On June 6, SEIU 21 LA participated in a protest led by the National Guestworker Alliance against forced labor practices on the Walmart supply chain.
Click here to watch video of 21 LA president Helene O’Brien speak out against forced labor practices.
Read below:
NEW ORLEANS, LA—Walmart supplier C.J.’s Seafood has subjected 40 Mexican guestworkers on H-2B visas to forced labor, wage and hour violations, and discrimination, according to a worker complaint to the Department of Labor to be filed on June 7. The workers detailed their charges and called on Walmart to eliminate forced labor among its seafood suppliers at a press conference at a New Orleans-area Sam’s Club on June 6.
A group of workers went on strike from Breaux Bridge, Louisiana-based C.J.’s Seafood on June 4, reporting that the employer and supervisors have forced them to work up to 24-hour shifts with no overtime pay, locked them in the plant, threatened them with beatings to make them work faster, and threatened violence against their families back in Mexico after workers contacted law enforcement out of desperation.
C.J.’s Seafood sells an estimated 85% of its crawfish to Walmart’s Sam’s Club stores.
While C.J.’s Seafood general manager Michael Leblanc has subjected guestworkers to forced labor, he has also helped drive anti-industry-wide effort to block new Department of Labor rules for the H-2B guestworker program that would protect guestworkers and U.S. workers alike. Leblanc is director of the Crawfish Processor’s Alliance, which sued the Department of Labor to block the new rules.
The workers will call on Walmart to:
1. End forced labor at C.J.’s Seafood. It should require C.J.’s Seafood to adhere to Walmart supplier standards that prohibit forced labor.
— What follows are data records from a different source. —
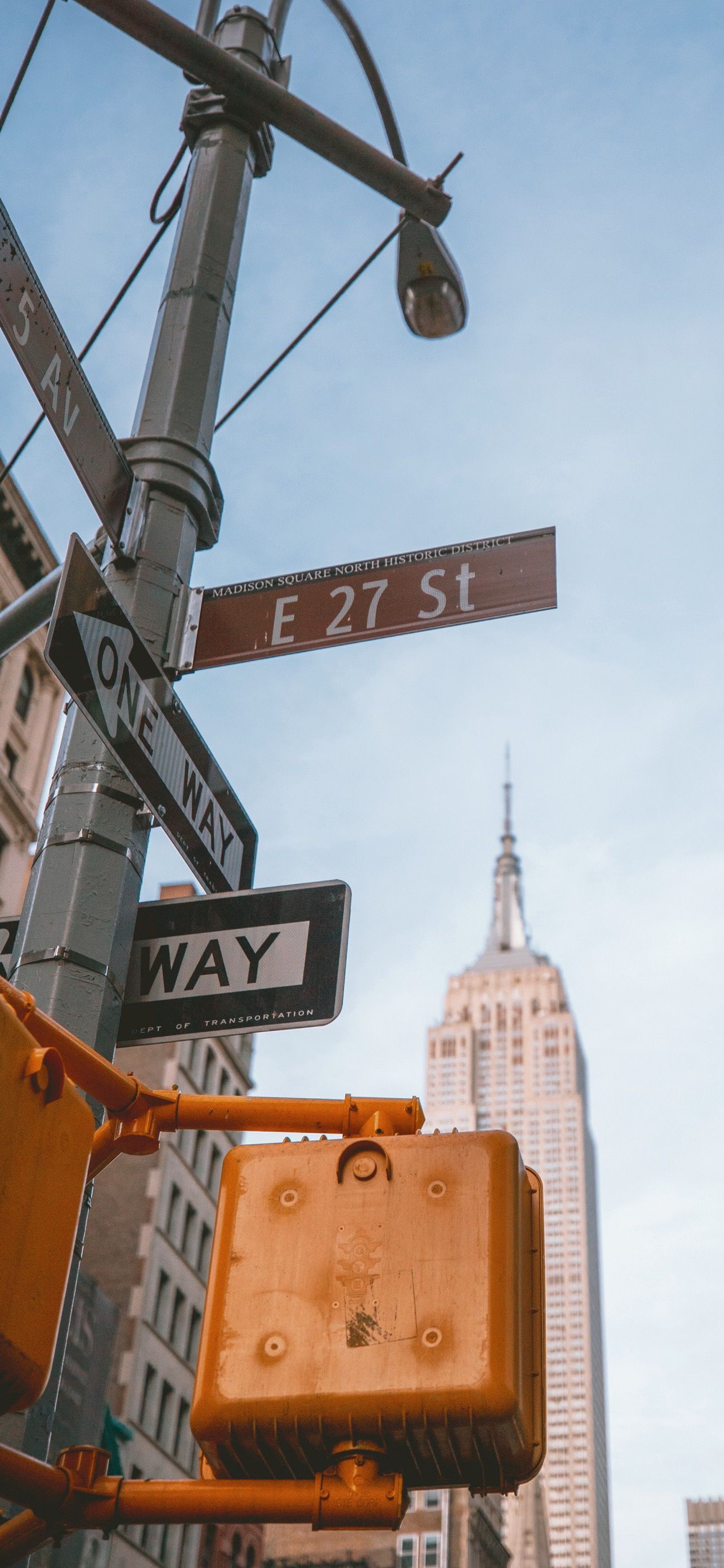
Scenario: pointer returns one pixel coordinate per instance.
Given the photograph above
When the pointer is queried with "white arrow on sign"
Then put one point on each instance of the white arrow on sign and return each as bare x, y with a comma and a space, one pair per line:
248, 958
121, 689
126, 700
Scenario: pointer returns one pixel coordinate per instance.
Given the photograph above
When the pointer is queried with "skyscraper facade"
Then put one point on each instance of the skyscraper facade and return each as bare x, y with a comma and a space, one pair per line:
706, 1526
508, 1056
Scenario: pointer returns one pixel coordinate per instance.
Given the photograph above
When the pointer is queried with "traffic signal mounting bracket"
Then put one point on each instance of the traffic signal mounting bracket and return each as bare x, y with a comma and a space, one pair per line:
138, 1115
79, 1495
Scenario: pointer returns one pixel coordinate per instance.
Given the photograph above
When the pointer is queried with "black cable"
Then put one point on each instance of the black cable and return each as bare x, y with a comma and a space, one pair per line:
26, 63
308, 328
168, 217
162, 187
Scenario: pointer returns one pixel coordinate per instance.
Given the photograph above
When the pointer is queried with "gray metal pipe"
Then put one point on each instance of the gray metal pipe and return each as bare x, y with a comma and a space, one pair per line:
27, 614
261, 100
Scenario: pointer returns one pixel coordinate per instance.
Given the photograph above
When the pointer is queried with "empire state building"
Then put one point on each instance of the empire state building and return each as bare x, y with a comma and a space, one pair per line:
508, 1056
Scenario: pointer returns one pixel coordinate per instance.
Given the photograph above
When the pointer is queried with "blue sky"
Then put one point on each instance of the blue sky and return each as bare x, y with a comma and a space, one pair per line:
586, 394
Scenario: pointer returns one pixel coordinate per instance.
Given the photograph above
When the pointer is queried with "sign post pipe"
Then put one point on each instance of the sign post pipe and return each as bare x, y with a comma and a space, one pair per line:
264, 100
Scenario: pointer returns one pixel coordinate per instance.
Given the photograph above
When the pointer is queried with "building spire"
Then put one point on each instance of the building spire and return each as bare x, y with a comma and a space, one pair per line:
508, 926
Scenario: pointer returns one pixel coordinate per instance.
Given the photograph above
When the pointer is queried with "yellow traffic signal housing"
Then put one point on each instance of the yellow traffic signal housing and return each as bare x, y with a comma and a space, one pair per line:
385, 1289
46, 1134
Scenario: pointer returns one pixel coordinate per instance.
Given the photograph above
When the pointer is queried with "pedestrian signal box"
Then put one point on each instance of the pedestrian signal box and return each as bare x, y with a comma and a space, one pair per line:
46, 1134
386, 1289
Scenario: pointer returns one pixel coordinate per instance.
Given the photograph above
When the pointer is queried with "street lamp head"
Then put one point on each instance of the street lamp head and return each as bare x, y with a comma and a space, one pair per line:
430, 287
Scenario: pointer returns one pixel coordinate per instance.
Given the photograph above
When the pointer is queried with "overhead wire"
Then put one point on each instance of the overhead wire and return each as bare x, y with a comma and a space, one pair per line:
315, 319
26, 63
162, 220
341, 292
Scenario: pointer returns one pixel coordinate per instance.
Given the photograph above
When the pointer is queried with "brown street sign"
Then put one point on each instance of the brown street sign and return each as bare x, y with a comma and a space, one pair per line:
57, 378
385, 596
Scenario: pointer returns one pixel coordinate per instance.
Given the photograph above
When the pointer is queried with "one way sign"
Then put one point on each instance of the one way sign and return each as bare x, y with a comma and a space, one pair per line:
119, 687
272, 958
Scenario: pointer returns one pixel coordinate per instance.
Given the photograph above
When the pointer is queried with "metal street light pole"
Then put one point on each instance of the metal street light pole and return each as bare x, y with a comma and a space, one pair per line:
79, 915
81, 908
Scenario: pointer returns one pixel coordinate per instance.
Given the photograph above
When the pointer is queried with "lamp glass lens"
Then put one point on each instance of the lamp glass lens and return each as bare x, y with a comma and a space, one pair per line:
433, 308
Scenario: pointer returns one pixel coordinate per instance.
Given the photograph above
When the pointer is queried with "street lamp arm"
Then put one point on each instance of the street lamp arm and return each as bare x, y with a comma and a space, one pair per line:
278, 19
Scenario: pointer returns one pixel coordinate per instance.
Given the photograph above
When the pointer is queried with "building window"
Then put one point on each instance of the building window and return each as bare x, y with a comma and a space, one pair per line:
148, 1395
198, 1153
193, 1336
406, 1551
189, 1227
160, 1297
207, 1544
176, 1316
204, 1250
215, 1170
181, 1426
24, 694
173, 1208
163, 1413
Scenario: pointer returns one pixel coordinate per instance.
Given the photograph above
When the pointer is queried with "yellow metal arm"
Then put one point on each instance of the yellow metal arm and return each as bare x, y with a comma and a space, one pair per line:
77, 1495
137, 1114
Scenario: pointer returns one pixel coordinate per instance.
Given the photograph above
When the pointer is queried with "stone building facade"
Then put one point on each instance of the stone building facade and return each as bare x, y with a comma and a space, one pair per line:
507, 1054
441, 1530
30, 700
706, 1530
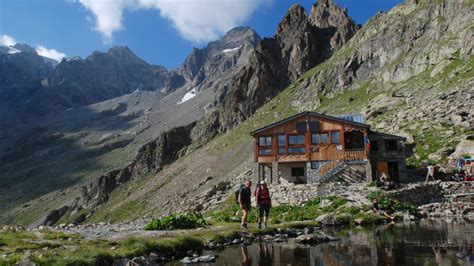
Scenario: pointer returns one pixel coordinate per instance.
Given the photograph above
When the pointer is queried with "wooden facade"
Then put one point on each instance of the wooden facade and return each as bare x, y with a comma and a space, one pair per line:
311, 147
308, 137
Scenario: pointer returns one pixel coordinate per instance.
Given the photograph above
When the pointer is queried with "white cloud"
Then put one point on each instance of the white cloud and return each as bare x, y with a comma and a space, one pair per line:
50, 53
6, 40
195, 20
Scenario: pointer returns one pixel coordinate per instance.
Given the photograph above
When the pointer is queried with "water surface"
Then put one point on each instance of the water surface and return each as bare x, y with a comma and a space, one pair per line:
423, 243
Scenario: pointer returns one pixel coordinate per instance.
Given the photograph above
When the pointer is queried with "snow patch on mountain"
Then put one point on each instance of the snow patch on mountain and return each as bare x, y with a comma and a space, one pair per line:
231, 50
188, 96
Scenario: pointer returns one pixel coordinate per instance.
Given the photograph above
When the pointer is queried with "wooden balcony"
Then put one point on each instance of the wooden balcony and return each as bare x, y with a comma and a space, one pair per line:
353, 155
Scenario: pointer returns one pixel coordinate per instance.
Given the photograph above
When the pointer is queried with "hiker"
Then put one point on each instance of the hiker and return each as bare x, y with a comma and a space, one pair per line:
264, 203
386, 181
430, 173
244, 200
If C.J.’s refuses to annul threats made on workers’ families, and to guarantee dignified work and fair pay for these workers, Walmart should cancel its contract.
2. Cooperate in a public investigation of its Gulf Coast seafood supply chain and ensure that all workers are protected from forced labor.
3. Since Walmart has already profited from selling the products of the workers’ forced labor, Walmart should use those profits to repay the C.J.’s Seafood workers for their unpaid work.